Season Three Midseason
Wednesdays at 9 p.m.

“Modern Family” has always hung its hat on structural cohesion. The writers are good enough that almost every episode will feature funny storylines for the three families. The very best episodes of the show, though, bring plotlines together seamlessly for big payoffs (season one’s “Fizbo” and “Family Portrait”; season two’s “Manny Get Your Gun”). There hasn’t been any of that this season. The best episode, “Door to Door,” comes the closest, with a little door-closing montage that ties together Manny, Gloria, and Claire’s storylines. But even in that episode, the characters were all just doing their own thing.
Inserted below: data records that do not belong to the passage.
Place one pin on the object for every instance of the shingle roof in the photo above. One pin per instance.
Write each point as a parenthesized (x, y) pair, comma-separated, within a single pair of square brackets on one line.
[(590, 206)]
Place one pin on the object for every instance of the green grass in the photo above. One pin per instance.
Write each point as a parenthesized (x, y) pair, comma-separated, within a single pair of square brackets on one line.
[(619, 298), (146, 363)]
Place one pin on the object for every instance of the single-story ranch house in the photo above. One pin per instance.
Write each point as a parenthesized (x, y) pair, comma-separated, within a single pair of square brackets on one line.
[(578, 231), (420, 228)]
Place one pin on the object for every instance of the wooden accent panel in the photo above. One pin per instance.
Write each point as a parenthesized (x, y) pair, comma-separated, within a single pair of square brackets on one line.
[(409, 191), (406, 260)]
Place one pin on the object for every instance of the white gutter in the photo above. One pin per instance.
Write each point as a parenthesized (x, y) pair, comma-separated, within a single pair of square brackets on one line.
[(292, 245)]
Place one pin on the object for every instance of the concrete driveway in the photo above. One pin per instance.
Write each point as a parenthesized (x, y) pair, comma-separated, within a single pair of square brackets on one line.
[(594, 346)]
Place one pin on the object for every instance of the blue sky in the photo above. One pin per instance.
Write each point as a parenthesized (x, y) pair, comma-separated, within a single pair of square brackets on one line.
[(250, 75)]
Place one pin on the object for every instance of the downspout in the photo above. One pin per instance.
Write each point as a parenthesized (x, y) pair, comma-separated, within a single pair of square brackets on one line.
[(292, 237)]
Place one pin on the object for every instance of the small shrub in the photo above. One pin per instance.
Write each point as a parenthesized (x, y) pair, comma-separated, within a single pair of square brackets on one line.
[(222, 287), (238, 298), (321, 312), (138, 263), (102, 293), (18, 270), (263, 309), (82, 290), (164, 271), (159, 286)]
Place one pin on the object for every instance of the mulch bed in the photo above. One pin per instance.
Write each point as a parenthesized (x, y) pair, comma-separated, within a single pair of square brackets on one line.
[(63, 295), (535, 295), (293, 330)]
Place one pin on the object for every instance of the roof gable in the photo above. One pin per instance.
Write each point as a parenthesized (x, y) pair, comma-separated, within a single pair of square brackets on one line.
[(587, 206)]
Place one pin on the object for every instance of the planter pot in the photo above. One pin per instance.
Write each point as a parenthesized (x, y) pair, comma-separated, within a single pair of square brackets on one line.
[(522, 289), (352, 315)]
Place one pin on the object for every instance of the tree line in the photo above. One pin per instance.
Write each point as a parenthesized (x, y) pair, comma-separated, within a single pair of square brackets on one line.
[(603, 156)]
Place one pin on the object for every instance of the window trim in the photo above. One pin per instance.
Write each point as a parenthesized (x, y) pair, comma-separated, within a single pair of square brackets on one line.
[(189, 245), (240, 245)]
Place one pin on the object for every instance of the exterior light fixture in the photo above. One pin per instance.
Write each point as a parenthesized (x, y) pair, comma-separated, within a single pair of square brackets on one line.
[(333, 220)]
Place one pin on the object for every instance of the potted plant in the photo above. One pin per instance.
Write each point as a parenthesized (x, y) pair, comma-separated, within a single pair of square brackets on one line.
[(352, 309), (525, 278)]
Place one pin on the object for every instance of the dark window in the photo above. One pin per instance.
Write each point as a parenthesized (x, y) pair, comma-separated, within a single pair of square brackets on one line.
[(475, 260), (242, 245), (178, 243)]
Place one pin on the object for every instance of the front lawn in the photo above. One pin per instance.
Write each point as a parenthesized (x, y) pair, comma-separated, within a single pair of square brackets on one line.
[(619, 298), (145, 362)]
The biggest problem with “Modern Family,” and one that’s been significant since at least the second half of season two, is the gay couple, Cam and Mitchell. For a show aiming for human depth rather than high-concept innovation, “Modern Family” dips into the trope well a great deal for these two. Cam is shrill, over the top and touchy. Mitchell is anal, controlling, and … touchy. Take stereotypical bitchy girlfriend character, split personality in two, and voila, you have your own modern gay couple.

“Modern Family” has never exactly been subtle, but this season has featured a lot more comedic broadness than the first two. The Phil and Luke storylines have long been among the best the show has to offer, but when the payoff is literally just Luke throwing a ball at Phil’s head, it’s hard to help thinking the writers could have stretched a little more. Gloria’s portrayal has turned troublingly stereotypical, and she rarely has much to do other than be difficult to understand and drop lines about how violent Colombia was.

Season three of “Modern Family” hasn’t been bad. The show has never been about being groundbreaking, and some of the old joys are still there. Phil, aforementioned “America’s Funniest Home Videos” turn aside, is still one of the funniest characters on television, and Luke is right there with him. But one klutz dad and crazy kid can’t carry a show — and increasingly, they’ve had to.

When a third of the show is dead weight, the big set pieces that defined its first two seasons become impossible to pull off, and it’s telling that the writers haven’t even tried. “Modern Family” is still enjoyable, but in the oversaturated sitcom landscape that is fall 2011, it’s not special anymore.